Creating Pinot Segments Realtime segment generation
To consume in realtime, we simply need to create a table with the same name as the schema and point to the Kafka topic to consume from, using a table definition such as this one:
Copy {
"tableName": "flights",
"tableType": "REALTIME",
"segmentsConfig": {
"retentionTimeUnit": "DAYS",
"retentionTimeValue": "7",
"segmentPushFrequency": "daily",
"segmentPushType": "APPEND",
"replication": "1",
"timeColumnName": "daysSinceEpoch",
"timeType": "DAYS",
"segmentAssignmentStrategy": "BalanceNumSegmentAssignmentStrategy"
},
"tableIndexConfig": {
"invertedIndexColumns": [
"flightNumber",
"tags",
"daysSinceEpoch"
],
"loadMode": "MMAP",
"streamConfigs": {
"streamType": "kafka",
"stream.kafka.consumer.type": "highLevel",
"stream.kafka.topic.name": "flights-realtime",
"stream.kafka.decoder.class.name": "org.apache.pinot.core.realtime.impl.kafka.KafkaJSONMessageDecoder",
"stream.kafka.zk.broker.url": "localhost:2181",
"stream.kafka.hlc.zk.connect.string": "localhost:2181"
}
},
"tenants": {
"broker": "brokerTenant",
"server": "serverTenant"
},
"metadata": {
}
}
First, we’ll start a local instance of Kafka and start streaming data into it:Untitled
Copy bin/pinot-admin.sh StartKafka &
bin/pinot-admin.sh StreamAvroIntoKafka -avroFile flights-2014.avro -kafkaTopic flights-realtime &
This will stream one event per second from the Avro file to the Kafka topic.

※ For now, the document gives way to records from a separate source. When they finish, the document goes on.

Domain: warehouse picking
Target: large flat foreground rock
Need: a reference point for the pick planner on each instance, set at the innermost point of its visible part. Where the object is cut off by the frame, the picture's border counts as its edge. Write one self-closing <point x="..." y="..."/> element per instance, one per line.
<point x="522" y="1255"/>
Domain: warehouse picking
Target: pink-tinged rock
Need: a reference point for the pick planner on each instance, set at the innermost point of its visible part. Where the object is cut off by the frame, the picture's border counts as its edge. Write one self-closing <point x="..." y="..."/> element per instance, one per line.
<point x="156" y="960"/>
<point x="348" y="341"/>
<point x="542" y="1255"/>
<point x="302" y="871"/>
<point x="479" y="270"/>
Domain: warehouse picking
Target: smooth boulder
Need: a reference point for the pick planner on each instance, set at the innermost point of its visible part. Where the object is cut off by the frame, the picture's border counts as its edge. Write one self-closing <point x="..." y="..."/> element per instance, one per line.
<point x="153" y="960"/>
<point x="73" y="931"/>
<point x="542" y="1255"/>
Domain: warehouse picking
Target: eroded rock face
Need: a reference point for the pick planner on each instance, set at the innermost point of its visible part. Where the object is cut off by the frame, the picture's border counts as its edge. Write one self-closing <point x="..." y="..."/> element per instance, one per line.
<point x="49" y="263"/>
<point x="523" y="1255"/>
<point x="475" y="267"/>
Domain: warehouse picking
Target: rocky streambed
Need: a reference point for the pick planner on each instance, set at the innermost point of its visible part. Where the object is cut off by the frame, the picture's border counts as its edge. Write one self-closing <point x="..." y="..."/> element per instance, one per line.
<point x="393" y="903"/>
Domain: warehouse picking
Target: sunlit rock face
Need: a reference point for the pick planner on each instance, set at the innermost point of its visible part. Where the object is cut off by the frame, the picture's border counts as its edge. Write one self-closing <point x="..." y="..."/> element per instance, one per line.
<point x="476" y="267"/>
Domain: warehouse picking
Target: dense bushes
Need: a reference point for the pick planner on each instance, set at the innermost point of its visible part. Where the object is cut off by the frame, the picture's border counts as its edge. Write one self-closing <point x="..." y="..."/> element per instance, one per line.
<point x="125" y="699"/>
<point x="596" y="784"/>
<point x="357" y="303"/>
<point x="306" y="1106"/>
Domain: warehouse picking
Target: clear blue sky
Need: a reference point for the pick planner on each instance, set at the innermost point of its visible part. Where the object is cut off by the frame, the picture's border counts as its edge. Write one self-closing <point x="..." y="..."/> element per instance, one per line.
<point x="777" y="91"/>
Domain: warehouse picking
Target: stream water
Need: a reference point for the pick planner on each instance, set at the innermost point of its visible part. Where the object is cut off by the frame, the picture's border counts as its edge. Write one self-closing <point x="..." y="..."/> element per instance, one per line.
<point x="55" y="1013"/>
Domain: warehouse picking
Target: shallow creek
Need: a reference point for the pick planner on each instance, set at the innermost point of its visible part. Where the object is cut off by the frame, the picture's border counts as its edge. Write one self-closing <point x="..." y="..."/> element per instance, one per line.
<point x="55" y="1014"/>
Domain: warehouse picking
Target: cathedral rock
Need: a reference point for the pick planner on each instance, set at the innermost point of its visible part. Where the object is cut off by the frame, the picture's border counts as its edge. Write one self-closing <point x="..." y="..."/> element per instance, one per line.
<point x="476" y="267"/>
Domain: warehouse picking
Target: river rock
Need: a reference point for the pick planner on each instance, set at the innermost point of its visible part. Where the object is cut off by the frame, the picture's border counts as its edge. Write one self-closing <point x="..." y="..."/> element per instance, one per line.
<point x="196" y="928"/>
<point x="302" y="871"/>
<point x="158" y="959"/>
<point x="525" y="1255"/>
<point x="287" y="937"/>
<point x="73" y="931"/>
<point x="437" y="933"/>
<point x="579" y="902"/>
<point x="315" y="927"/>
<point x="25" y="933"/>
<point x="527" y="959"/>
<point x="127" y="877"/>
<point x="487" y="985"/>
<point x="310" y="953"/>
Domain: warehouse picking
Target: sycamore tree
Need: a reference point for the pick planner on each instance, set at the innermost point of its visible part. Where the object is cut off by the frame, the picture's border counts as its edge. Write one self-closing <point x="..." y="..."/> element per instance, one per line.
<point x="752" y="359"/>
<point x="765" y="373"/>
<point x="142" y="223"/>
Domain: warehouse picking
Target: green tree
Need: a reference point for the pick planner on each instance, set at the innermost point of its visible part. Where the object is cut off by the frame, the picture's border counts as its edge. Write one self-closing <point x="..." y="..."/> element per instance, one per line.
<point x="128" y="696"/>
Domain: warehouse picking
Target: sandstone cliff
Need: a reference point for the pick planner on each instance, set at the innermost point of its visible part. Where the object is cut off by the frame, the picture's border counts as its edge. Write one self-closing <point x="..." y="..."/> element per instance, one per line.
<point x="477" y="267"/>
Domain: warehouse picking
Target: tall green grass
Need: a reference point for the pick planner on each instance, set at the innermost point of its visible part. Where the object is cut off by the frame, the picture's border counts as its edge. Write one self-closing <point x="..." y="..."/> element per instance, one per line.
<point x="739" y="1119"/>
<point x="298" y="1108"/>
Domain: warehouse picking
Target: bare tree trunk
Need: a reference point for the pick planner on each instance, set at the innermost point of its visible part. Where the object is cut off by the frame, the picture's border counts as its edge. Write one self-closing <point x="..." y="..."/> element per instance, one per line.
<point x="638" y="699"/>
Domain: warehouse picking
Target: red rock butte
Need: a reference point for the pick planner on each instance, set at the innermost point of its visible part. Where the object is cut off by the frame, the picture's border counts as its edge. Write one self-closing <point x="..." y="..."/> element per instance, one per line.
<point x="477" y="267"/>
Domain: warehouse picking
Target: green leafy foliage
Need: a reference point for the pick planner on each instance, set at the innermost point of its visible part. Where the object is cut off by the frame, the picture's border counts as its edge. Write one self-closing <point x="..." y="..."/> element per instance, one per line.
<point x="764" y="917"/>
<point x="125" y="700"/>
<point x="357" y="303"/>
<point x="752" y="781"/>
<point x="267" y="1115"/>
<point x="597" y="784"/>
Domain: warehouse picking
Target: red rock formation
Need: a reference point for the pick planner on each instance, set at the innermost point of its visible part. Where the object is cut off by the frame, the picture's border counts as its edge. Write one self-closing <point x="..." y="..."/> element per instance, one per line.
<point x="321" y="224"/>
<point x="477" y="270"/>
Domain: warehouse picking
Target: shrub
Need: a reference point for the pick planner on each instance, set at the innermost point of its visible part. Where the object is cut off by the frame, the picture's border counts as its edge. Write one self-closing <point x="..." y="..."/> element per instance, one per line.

Then, we’ll create a realtime table, which will start consuming from the Kafka topic.
Copy bin/pinot-admin.sh AddTable -filePath flights-definition-realtime.json
We can then query the table with the following query to see the events stream in:
Copy SELECT COUNT(*) FROM flights
Repeating the query multiple times should show the events slowly being streamed into the table.